The tree is… frightened.
For all she has always terrified men, it strikes at the ferawicce’s heart now…
This is the first time she has ever frightened a tree.
The woods are her home. The animals, and indeed even the trees…
These are the only friends she has known these long last years.
It’s almost enough to make her falter.
But she knows the heartbreak she faces if she fails in her task is greater than the heartbreak she faces even if every tree she ever meets from here on out turns her away and will not talk. She can live without friends.
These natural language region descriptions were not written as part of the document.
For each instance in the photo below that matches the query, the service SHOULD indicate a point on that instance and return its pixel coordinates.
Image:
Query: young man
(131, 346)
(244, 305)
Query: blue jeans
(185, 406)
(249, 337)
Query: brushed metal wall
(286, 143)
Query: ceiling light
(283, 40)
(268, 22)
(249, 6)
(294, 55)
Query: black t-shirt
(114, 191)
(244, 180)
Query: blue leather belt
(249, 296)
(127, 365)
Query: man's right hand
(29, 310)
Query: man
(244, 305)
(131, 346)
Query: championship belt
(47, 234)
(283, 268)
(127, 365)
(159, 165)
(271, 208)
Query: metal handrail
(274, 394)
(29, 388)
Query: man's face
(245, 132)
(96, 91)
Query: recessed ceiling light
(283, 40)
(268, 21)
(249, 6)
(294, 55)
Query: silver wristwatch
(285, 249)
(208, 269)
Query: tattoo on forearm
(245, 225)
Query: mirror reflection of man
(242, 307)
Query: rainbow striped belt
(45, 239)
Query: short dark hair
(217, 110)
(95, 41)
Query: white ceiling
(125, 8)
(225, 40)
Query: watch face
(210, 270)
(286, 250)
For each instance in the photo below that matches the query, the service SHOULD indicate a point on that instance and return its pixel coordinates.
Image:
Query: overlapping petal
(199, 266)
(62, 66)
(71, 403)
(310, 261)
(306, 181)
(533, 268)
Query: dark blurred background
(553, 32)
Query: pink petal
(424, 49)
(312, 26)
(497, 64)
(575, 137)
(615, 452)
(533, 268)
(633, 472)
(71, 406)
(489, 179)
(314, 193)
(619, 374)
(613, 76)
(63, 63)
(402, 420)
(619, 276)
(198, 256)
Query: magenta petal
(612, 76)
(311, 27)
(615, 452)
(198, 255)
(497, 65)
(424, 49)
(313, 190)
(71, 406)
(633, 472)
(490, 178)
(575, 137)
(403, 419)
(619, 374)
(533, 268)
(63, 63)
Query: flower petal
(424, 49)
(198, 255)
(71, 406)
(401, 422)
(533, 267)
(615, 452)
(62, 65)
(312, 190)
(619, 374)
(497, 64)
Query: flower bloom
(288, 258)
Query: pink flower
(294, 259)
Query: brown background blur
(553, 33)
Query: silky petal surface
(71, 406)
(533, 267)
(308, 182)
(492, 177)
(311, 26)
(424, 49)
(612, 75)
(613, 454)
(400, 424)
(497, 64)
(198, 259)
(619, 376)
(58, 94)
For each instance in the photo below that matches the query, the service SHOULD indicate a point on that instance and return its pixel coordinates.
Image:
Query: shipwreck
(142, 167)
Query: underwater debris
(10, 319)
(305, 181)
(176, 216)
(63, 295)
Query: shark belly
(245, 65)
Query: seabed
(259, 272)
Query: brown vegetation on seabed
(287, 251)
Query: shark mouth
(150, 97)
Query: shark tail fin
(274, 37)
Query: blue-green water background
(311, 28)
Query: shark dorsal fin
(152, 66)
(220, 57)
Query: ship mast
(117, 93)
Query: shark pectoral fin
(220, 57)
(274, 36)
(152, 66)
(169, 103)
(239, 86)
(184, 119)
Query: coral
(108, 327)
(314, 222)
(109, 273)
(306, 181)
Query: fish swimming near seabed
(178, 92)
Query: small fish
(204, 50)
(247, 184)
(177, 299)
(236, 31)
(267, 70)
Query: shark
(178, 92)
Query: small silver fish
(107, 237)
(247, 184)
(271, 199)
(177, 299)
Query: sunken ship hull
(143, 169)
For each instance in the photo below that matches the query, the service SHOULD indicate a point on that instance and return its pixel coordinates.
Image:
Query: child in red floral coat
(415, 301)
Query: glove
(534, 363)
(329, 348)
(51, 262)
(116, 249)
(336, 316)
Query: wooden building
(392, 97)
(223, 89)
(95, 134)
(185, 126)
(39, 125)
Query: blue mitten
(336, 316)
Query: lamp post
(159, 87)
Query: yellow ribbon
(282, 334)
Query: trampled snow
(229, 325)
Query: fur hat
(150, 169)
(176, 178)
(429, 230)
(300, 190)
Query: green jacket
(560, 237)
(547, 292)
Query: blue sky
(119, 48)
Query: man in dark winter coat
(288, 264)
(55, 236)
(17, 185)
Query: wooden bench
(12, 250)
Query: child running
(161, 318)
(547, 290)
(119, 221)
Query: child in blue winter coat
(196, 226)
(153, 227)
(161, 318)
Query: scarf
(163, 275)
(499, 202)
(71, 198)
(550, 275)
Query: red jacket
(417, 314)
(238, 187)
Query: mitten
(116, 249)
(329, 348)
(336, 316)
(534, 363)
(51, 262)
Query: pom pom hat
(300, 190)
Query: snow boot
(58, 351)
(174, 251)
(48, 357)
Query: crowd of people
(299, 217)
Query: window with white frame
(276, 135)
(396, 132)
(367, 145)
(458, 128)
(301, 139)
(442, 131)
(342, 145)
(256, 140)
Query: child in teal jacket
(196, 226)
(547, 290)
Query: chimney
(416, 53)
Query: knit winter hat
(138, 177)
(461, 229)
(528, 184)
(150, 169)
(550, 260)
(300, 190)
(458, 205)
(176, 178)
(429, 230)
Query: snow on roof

She has before.
Something instinctive tells her she cannot live without the little blond boy.
So she pushes past sadness, and she pushes past fear, and she pushes past the tree sap and the bark trying to grow thick and impenetrable around her and entomb her forever. Trees, she has learned, might well be as terrible as men.
She is not ready to die.
Not the death of bleeding out at the base of a tree.
And not the death of being alive and entombed within the tree.
So she pushes!
She whispers the Waterwei word so her own body is floating, straining upward by the force of magic as well as her physical strength, and finally –
She pushes through!
She sees the last of the afternoon sunlight, a deep orange glow, breaking through the crack that widens, that she scrabbles wider, that she tumbles through…
She lies gasping on the ground for long moments after she’s free. She is covered in sap still, drying crusty and sticky now, and coated in pine needles but…
There is no pain in her side.
What she can see beneath the clear coating of sap on her abdomen is…
There’s not even a scab.
There’s not even a scar.
The tree has healed her, even as it sought to entomb her.
She doesn’t know whether to be grateful or angry.
She shakes herself, because she doesn’t have time to be either.
There is a blond boy.
And there is a sword.
And there is a blue silk Tokre with a hundred golden charms.